Ten slotte is arrest gevraagd.
[appellante] heeft geconcludeerd dat het hof het bestreden vonnis zal vernietigen en – uitvoerbaar bij voorraad – alsnog haar vorderingen zal toewijzen, met beslissing over de proceskosten.
ABN AMRO heeft geconcludeerd tot bekrachtiging, met – uitvoerbaar bij voorraad – beslissing over de proceskosten.
2. Feiten
De kantonrechter heeft in het bestreden vonnis onder “Feiten” (1.1 tot en met 1.5) de feiten beschreven die tussen partijen vaststaan. Deze feiten zijn niet in geschil en binden dus ook het hof. Samengevat en waar nodig aangevuld met andere feiten die als enerzijds gesteld en anderzijds niet of onvoldoende betwist zijn komen vast te staan, komen de feiten neer op het volgende.
( i) [appellante] en wijlen haar echtgenoot enerzijds en ABN AMRO anderzijds hebben op 17 februari 2004 een overeenkomst van geldlening onder hypothecair verband gesloten. Op deze overeenkomst zijn de Algemene Voorwaarden voor Woninghypotheken van toepassing. Art. 10 van deze voorwaarden bepaalt als volgt:
“De Bank is te allen tijde bevoegd om het rentepercentage te wijzigen, indien de ontwikkelingen van de rente op de geld- en kapitaalmarkt haar daartoe aanleiding geeft. Het door de Schuldenaar te betalen bedrag zal alsdan worden herberekend onder handhaving van de looptijd”
(ii) Op verzoek van [appellante] en haar echtgenoot is de overeenkomst op 2 februari 2009 gewijzigd, conform een offerte van ABN AMRO van die datum. Sindsdien bestaat de lening uit twee delen, elk met hetzelfde rentepercentage, dat is opgebouwd uit een rente ter hoogte van de variabele eenmaands Euro Interbank Offered Rate (Euribor) en een opslag voor (onder meer) de kosten van ABN AMRO. Op deze gewijzigde overeenkomst zijn de Algemene Voorwaarden voor Woninghypotheken van toepassing gebleven.
(iii) Bij brief van 24 april 2012 heeft ABN AMRO aan [appellante] aangekondigd dat zij de opslag in het rentepercentage per 1 juni 2012 van 1% naar 2% zou verhogen, omdat de geldleenkosten van ABN AMRO als gevolg van de sterk veranderde economie hoger waren geworden dan de opslag die [appellante] betaalde. Per 1 juni 2012 heeft ABN AMRO de opslag van de hypotheek conform deze aankondiging verhoogd.
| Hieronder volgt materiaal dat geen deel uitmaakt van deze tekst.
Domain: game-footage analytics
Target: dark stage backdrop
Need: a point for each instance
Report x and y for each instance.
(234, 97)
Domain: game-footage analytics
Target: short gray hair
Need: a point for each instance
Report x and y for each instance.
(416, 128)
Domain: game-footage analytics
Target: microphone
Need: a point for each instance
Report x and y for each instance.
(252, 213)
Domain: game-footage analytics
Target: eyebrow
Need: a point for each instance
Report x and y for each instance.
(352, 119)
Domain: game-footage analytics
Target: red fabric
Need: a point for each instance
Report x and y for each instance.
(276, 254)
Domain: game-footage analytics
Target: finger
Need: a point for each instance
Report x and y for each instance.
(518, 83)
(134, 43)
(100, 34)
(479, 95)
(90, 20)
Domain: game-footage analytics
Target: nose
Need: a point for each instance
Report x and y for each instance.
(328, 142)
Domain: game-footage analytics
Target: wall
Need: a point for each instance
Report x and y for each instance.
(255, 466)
(iv) [appellante] en haar echtgenoot hebben tegen de verhoging bezwaar gemaakt bij brief van 25 juni 2012. ABN AMRO heeft bij brief van 16 augustus 2012 geantwoord en opnieuw uitgelegd dat de economische omstandigheden haar noodzaakten om de opslag te verhogen. Daarbij heeft ABN AMRO erop gewezen dat zij bevoegd is om het rentepercentage te wijzigen als de ontwikkelingen van de rente op de geld- en kapitaalmarkt daartoe aanleiding geven.
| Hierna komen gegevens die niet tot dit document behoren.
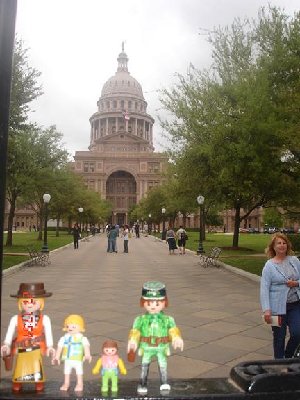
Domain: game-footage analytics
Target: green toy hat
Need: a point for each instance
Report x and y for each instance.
(154, 291)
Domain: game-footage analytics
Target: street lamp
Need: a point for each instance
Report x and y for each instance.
(200, 201)
(163, 235)
(80, 210)
(46, 198)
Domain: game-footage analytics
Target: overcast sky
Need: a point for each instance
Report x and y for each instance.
(75, 45)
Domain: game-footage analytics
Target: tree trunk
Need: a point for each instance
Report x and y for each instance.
(69, 224)
(57, 226)
(237, 221)
(203, 224)
(11, 215)
(40, 236)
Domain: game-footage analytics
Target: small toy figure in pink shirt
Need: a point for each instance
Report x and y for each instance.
(111, 364)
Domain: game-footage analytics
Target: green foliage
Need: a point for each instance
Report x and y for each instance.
(273, 217)
(24, 88)
(238, 126)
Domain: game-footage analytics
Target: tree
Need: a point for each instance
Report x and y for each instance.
(23, 91)
(231, 123)
(24, 88)
(47, 156)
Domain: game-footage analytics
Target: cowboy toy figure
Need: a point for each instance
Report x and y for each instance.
(151, 334)
(33, 336)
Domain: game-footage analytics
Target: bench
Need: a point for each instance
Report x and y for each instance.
(38, 257)
(210, 259)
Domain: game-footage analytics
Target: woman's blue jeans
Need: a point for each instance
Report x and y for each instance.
(291, 320)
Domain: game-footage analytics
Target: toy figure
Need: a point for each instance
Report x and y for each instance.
(73, 348)
(33, 337)
(151, 334)
(110, 363)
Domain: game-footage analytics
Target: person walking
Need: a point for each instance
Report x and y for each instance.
(170, 239)
(112, 240)
(181, 237)
(137, 230)
(76, 235)
(126, 238)
(280, 295)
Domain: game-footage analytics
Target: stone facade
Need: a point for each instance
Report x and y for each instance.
(121, 164)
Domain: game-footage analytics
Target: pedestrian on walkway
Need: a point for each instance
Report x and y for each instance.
(280, 294)
(170, 239)
(181, 237)
(76, 235)
(137, 230)
(125, 235)
(112, 240)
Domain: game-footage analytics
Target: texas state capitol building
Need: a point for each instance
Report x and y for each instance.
(121, 164)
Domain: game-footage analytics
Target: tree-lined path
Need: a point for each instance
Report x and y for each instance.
(217, 310)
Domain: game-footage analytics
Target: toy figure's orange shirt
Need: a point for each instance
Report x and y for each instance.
(36, 334)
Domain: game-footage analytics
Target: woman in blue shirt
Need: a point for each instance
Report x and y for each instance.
(280, 294)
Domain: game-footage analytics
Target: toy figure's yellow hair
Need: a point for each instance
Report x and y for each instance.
(74, 319)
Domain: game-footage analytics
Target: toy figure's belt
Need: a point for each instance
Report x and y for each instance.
(155, 341)
(30, 342)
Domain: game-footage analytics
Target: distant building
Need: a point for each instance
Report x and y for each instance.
(121, 164)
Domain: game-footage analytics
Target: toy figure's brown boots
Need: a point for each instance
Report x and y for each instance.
(164, 386)
(142, 387)
(17, 387)
(39, 386)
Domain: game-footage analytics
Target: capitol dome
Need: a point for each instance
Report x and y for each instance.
(122, 82)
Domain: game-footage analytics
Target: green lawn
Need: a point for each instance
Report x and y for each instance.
(249, 257)
(29, 239)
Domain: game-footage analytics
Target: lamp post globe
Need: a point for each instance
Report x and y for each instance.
(163, 234)
(46, 199)
(200, 201)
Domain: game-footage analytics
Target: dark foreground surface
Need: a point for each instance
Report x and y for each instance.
(213, 388)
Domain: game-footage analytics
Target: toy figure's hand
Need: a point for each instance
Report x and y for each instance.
(291, 283)
(5, 350)
(268, 316)
(178, 343)
(88, 357)
(132, 345)
(50, 352)
(55, 360)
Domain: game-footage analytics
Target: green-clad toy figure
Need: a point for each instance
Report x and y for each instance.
(151, 334)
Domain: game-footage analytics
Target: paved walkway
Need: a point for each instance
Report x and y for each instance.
(217, 310)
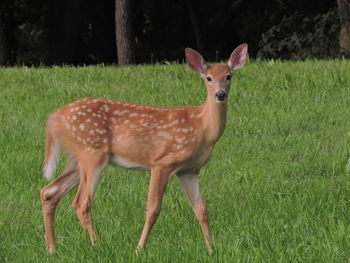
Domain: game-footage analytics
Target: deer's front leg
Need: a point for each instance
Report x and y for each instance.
(158, 182)
(190, 183)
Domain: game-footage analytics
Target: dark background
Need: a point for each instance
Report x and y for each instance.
(41, 32)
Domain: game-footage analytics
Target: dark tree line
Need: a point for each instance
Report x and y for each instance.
(146, 31)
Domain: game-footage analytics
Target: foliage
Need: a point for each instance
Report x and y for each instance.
(301, 37)
(277, 187)
(83, 32)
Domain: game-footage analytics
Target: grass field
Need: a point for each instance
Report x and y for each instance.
(277, 186)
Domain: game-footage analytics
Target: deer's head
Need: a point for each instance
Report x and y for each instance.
(217, 77)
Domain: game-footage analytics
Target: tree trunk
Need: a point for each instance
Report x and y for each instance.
(344, 36)
(124, 32)
(3, 46)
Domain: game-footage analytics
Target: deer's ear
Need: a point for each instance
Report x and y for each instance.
(195, 61)
(238, 57)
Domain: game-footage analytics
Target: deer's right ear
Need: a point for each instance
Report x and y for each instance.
(195, 61)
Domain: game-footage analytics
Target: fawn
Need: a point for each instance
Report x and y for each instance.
(95, 132)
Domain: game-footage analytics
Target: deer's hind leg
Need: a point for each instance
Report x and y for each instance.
(91, 167)
(51, 194)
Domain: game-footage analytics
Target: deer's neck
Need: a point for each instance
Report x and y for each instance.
(214, 117)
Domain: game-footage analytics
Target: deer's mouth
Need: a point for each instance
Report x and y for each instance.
(221, 96)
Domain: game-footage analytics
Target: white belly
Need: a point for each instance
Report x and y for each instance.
(119, 161)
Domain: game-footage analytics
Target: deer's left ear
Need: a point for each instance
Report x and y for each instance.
(238, 57)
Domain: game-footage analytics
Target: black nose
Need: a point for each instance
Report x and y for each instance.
(220, 95)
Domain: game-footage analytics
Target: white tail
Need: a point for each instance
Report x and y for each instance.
(95, 132)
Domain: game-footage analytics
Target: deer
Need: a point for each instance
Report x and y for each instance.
(96, 132)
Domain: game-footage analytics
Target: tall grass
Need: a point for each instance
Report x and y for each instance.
(277, 187)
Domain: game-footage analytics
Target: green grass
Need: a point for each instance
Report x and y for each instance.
(277, 187)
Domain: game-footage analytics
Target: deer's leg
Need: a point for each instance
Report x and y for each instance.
(51, 194)
(90, 171)
(190, 183)
(158, 182)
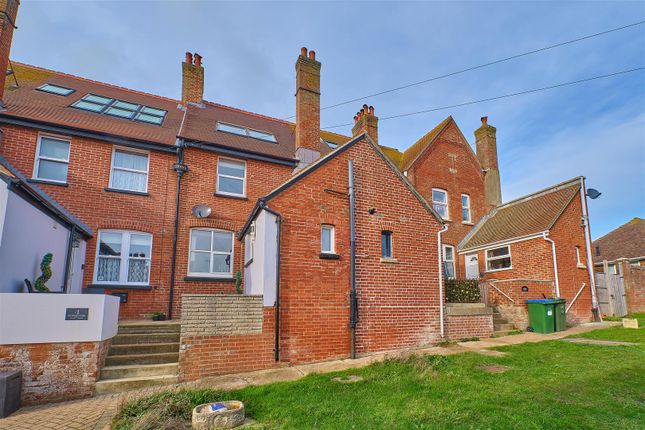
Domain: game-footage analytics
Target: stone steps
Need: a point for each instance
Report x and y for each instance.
(138, 371)
(125, 384)
(143, 348)
(142, 354)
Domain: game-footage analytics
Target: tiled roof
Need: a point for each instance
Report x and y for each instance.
(411, 154)
(526, 216)
(40, 197)
(627, 241)
(25, 102)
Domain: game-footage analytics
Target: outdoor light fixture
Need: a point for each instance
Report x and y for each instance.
(593, 193)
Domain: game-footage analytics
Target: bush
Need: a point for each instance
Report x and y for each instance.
(462, 291)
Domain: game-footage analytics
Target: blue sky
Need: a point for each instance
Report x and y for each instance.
(595, 129)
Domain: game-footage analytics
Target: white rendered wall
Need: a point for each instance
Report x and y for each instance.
(260, 274)
(29, 234)
(40, 318)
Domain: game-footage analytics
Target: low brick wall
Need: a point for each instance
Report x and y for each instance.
(468, 320)
(54, 372)
(222, 334)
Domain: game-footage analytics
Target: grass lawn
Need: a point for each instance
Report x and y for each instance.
(547, 385)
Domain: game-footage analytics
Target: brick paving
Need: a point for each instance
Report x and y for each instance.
(96, 413)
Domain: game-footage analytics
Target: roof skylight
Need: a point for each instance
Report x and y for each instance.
(244, 131)
(56, 89)
(120, 109)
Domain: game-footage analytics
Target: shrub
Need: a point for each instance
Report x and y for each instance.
(462, 291)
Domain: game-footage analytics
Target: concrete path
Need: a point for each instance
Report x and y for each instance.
(96, 413)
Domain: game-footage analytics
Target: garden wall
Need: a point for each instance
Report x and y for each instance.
(223, 334)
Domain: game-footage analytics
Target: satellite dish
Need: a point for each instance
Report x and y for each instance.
(201, 211)
(593, 193)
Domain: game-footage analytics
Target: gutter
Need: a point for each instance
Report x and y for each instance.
(441, 299)
(585, 222)
(555, 262)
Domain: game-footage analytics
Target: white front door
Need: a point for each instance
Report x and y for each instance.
(472, 266)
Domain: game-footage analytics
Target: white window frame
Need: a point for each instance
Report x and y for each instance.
(446, 204)
(123, 169)
(125, 257)
(470, 212)
(453, 261)
(224, 193)
(332, 238)
(57, 160)
(498, 258)
(211, 252)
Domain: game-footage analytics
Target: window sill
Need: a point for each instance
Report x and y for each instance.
(136, 193)
(389, 260)
(230, 196)
(45, 181)
(208, 279)
(119, 287)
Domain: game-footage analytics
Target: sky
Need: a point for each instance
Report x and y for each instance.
(595, 129)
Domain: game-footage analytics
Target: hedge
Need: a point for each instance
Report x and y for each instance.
(462, 291)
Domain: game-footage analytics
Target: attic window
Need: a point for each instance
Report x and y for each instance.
(55, 89)
(244, 131)
(120, 109)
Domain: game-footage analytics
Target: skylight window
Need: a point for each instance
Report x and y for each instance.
(243, 131)
(121, 109)
(55, 89)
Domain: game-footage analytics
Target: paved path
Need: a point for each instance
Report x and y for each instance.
(96, 413)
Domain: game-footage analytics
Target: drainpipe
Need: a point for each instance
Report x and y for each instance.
(585, 224)
(440, 254)
(353, 299)
(180, 168)
(555, 262)
(278, 221)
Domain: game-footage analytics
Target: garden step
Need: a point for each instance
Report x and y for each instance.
(125, 384)
(121, 339)
(155, 358)
(143, 348)
(139, 370)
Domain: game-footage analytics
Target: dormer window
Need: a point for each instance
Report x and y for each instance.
(244, 131)
(55, 89)
(120, 109)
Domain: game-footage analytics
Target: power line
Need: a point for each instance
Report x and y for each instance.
(519, 93)
(512, 57)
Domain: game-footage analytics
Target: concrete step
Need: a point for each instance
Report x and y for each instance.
(149, 327)
(155, 358)
(139, 370)
(161, 337)
(125, 384)
(143, 348)
(503, 327)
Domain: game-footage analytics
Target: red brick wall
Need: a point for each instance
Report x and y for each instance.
(449, 164)
(398, 302)
(53, 372)
(220, 355)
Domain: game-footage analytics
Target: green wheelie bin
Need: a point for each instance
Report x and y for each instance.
(560, 312)
(541, 315)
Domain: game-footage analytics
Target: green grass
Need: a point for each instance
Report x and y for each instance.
(548, 385)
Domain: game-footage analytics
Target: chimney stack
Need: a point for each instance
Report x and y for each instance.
(192, 79)
(366, 122)
(486, 143)
(307, 108)
(8, 13)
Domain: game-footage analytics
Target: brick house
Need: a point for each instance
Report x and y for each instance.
(533, 247)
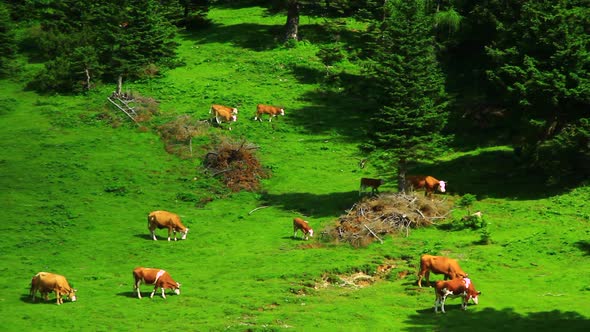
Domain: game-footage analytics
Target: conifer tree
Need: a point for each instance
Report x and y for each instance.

( v) Bij brief van 24 augustus 2012 heeft [appellante] verklaard dat zij art. 10 van de Algemene Voorwaarden voor Woninghypotheken vernietigt.
(vi) [appellante] heeft gevorderd, kort gezegd, dat voor recht wordt verklaard dat de opslag vast is en dat de algemene voorwaarde waaraan ABN AMRO haar bevoegdheid verleent om de opslag te wijzigen wordt vernietigd, dat ABN AMRO wordt veroordeeld om bij staat de schade van [appellante] te vergoeden, en om het teveel geïncasseerde aan [appellante] te restitueren en dat ABN AMRO wordt verboden om meer te incasseren dan partijen in 2009 zijn overeengekomen.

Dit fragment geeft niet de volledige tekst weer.